The architects of a new global climate change deal should not lose sight of the achievements already made, despite calls for wholesale reform, a senior executive with Italian power giant Enel said on Saturday.
The clean development mechanism (CDM), set up under the Kyoto Protocol, enables rich countries to meet their carbon reduction targets by investing in clean energy projects in the developing world, which are granted tradable "certified emission reductions" (CERs) by the United Nations.
Opponents call for far-reaching changes, saying the current mechanism has been hijacked by commercial interests and is not delivering the promised carbon emission cuts, but Giuseppe Diodati, Enel's head of carbon strategy, told Reuters in Beijing that there was no reason for it to be ditched. "There are good points to defend about the CDM market and a lot of good points to be saved," he said.
The Kyoto Protocol will expire at the end of 2012, and negotiators need to thrash out a replacement by the time they meet in Copenhagen at the end of this year. Enel has been "an early mover" in China's CDM sector as it tries to meet its own mandatory C02 reduction targets, Diodati said.

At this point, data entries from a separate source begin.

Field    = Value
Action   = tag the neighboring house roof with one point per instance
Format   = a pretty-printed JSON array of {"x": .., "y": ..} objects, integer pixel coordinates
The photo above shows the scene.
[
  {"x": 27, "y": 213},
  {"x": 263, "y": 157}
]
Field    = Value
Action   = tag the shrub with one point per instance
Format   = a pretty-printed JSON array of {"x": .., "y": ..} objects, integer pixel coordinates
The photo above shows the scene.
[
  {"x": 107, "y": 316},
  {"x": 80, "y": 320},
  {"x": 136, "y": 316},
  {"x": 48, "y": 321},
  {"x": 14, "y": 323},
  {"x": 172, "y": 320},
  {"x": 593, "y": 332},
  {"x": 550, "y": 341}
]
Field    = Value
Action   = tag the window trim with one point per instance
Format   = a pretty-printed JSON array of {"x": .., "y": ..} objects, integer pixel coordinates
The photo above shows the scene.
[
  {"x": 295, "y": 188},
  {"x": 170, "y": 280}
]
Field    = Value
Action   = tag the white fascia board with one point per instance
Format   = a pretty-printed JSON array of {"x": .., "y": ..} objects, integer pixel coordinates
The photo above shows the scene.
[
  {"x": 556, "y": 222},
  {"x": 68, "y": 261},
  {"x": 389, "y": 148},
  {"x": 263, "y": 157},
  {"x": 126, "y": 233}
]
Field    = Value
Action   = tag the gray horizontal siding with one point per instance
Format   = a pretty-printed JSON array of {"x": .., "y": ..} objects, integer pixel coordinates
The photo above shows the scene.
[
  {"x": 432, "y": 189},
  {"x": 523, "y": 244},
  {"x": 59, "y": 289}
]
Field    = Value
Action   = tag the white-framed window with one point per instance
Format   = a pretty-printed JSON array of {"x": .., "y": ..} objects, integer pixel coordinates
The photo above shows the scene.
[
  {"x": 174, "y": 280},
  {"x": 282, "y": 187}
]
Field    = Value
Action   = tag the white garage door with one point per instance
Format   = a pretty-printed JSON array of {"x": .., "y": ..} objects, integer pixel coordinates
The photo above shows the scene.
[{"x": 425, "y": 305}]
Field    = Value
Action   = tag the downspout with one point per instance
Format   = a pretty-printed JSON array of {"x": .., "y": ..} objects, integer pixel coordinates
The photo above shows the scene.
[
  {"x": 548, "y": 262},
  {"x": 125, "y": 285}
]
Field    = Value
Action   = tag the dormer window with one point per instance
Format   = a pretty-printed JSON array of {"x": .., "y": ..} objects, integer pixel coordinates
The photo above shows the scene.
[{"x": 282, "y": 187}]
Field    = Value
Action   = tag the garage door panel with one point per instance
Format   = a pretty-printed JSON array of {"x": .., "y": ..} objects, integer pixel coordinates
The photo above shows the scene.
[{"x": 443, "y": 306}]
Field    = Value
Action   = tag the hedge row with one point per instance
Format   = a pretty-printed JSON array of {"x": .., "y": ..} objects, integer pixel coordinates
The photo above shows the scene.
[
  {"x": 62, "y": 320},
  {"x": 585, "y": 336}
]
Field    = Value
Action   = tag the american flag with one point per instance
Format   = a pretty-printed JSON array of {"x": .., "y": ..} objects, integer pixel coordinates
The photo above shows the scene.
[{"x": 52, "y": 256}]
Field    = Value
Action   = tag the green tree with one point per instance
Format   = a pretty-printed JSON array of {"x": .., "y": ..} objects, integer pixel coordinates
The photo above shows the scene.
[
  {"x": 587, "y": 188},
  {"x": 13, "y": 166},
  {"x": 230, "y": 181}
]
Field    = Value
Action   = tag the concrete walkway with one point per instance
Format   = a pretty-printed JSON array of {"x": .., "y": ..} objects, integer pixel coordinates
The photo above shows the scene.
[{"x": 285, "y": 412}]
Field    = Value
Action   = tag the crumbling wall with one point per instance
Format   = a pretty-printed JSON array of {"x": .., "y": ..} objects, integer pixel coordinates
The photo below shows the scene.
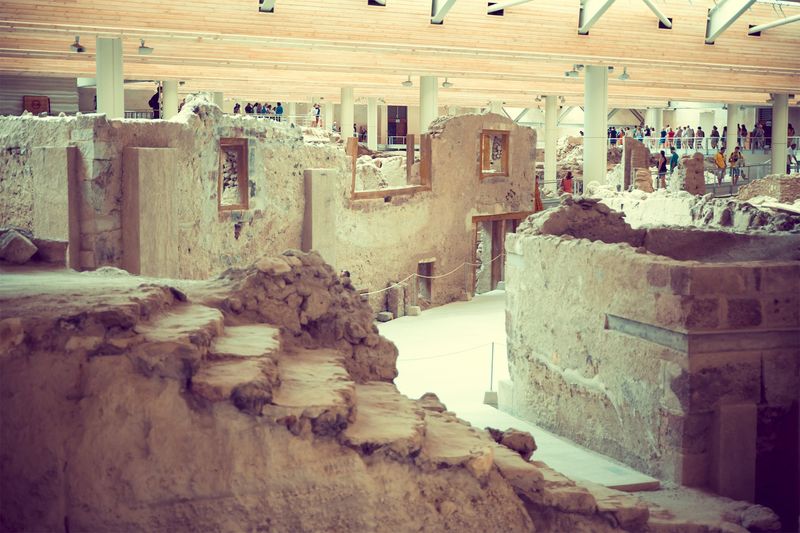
[
  {"x": 377, "y": 240},
  {"x": 670, "y": 208},
  {"x": 783, "y": 188},
  {"x": 641, "y": 356}
]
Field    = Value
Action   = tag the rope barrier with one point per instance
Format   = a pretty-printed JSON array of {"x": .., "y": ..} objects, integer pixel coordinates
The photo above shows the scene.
[
  {"x": 459, "y": 267},
  {"x": 437, "y": 356}
]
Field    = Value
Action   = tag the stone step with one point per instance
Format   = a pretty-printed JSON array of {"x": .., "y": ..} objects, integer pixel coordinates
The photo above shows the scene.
[
  {"x": 175, "y": 342},
  {"x": 386, "y": 422},
  {"x": 248, "y": 383},
  {"x": 316, "y": 394},
  {"x": 255, "y": 340},
  {"x": 450, "y": 442},
  {"x": 193, "y": 323}
]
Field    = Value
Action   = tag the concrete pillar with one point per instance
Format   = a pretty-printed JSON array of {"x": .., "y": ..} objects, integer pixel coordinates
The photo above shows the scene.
[
  {"x": 110, "y": 89},
  {"x": 169, "y": 99},
  {"x": 595, "y": 156},
  {"x": 733, "y": 122},
  {"x": 428, "y": 101},
  {"x": 319, "y": 220},
  {"x": 780, "y": 125},
  {"x": 347, "y": 112},
  {"x": 496, "y": 107},
  {"x": 372, "y": 123},
  {"x": 550, "y": 140},
  {"x": 328, "y": 117}
]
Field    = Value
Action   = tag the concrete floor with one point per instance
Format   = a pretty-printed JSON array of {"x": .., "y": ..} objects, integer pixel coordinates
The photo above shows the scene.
[{"x": 448, "y": 350}]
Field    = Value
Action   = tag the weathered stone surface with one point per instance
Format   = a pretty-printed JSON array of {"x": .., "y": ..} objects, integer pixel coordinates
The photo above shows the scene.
[
  {"x": 15, "y": 247},
  {"x": 384, "y": 316},
  {"x": 521, "y": 442}
]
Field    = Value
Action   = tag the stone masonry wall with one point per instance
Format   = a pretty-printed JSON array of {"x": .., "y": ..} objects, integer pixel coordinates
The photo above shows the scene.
[
  {"x": 640, "y": 356},
  {"x": 377, "y": 240}
]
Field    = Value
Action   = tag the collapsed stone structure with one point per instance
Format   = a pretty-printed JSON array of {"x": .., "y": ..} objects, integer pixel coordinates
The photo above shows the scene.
[
  {"x": 259, "y": 400},
  {"x": 192, "y": 196},
  {"x": 671, "y": 349}
]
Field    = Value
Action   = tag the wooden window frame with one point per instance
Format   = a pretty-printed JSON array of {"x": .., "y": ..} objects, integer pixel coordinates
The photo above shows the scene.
[
  {"x": 244, "y": 174},
  {"x": 486, "y": 152}
]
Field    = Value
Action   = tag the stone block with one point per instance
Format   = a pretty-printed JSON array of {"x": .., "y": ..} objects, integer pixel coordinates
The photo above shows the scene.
[
  {"x": 781, "y": 377},
  {"x": 702, "y": 313},
  {"x": 384, "y": 316},
  {"x": 781, "y": 310},
  {"x": 744, "y": 312},
  {"x": 15, "y": 247}
]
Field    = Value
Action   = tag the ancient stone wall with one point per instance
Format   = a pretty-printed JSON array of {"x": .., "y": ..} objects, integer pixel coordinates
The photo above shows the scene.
[
  {"x": 377, "y": 240},
  {"x": 678, "y": 367}
]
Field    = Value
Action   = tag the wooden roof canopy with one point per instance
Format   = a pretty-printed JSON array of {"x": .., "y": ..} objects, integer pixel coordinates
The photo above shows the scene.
[{"x": 294, "y": 50}]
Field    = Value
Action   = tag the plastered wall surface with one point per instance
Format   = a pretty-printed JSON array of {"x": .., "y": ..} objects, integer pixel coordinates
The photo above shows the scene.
[
  {"x": 378, "y": 241},
  {"x": 647, "y": 358}
]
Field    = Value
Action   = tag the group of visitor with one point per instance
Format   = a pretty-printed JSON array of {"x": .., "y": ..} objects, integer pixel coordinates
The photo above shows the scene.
[{"x": 266, "y": 110}]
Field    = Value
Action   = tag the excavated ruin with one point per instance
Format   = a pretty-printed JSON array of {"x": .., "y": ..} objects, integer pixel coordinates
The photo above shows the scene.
[{"x": 259, "y": 400}]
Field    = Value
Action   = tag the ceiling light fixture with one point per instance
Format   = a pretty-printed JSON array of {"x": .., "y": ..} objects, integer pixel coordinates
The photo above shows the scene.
[
  {"x": 144, "y": 50},
  {"x": 77, "y": 46}
]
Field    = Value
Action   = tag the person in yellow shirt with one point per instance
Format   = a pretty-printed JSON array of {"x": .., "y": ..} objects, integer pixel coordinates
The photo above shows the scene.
[{"x": 719, "y": 159}]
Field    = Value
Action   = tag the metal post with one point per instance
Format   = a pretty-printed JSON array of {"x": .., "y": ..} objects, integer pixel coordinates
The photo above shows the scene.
[{"x": 491, "y": 371}]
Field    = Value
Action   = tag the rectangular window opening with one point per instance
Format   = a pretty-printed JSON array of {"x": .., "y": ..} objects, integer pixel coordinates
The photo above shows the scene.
[
  {"x": 494, "y": 153},
  {"x": 232, "y": 190}
]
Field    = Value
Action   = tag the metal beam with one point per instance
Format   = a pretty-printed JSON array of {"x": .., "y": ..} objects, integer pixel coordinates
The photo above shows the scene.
[
  {"x": 266, "y": 6},
  {"x": 773, "y": 24},
  {"x": 591, "y": 11},
  {"x": 499, "y": 6},
  {"x": 661, "y": 16},
  {"x": 564, "y": 113},
  {"x": 723, "y": 15},
  {"x": 439, "y": 9}
]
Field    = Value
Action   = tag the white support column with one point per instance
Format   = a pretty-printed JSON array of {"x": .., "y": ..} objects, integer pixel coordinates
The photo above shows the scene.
[
  {"x": 372, "y": 123},
  {"x": 428, "y": 101},
  {"x": 169, "y": 100},
  {"x": 780, "y": 125},
  {"x": 550, "y": 140},
  {"x": 110, "y": 88},
  {"x": 733, "y": 121},
  {"x": 328, "y": 118},
  {"x": 347, "y": 112},
  {"x": 595, "y": 156}
]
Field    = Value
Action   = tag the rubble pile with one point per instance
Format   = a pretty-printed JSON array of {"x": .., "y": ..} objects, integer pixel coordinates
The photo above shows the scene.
[
  {"x": 18, "y": 246},
  {"x": 783, "y": 188},
  {"x": 670, "y": 208},
  {"x": 260, "y": 400}
]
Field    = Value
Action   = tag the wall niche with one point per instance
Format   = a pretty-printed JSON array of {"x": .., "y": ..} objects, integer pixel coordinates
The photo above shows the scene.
[
  {"x": 494, "y": 154},
  {"x": 232, "y": 191}
]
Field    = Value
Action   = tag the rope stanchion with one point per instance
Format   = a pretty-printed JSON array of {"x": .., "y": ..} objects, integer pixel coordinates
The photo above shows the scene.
[
  {"x": 459, "y": 267},
  {"x": 437, "y": 356}
]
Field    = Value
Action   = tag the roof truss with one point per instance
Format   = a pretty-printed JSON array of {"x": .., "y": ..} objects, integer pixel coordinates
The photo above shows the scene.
[{"x": 722, "y": 15}]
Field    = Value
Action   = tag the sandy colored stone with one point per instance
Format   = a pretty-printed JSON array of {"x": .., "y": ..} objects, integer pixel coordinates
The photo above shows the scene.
[{"x": 15, "y": 247}]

As well as developing energy efficiency projects, the company's focus in China has also been on hydropower and reducing industrial gases like HFC-23. China has been a crucial part of Enel's strategy to "minimise (Kyoto) compliance costs", he said. And that has been the problem with the CDM, critics say. The current regime allows western countries to meet their targets on the cheap, and the financing available through carbon trading could be better employed elsewhere.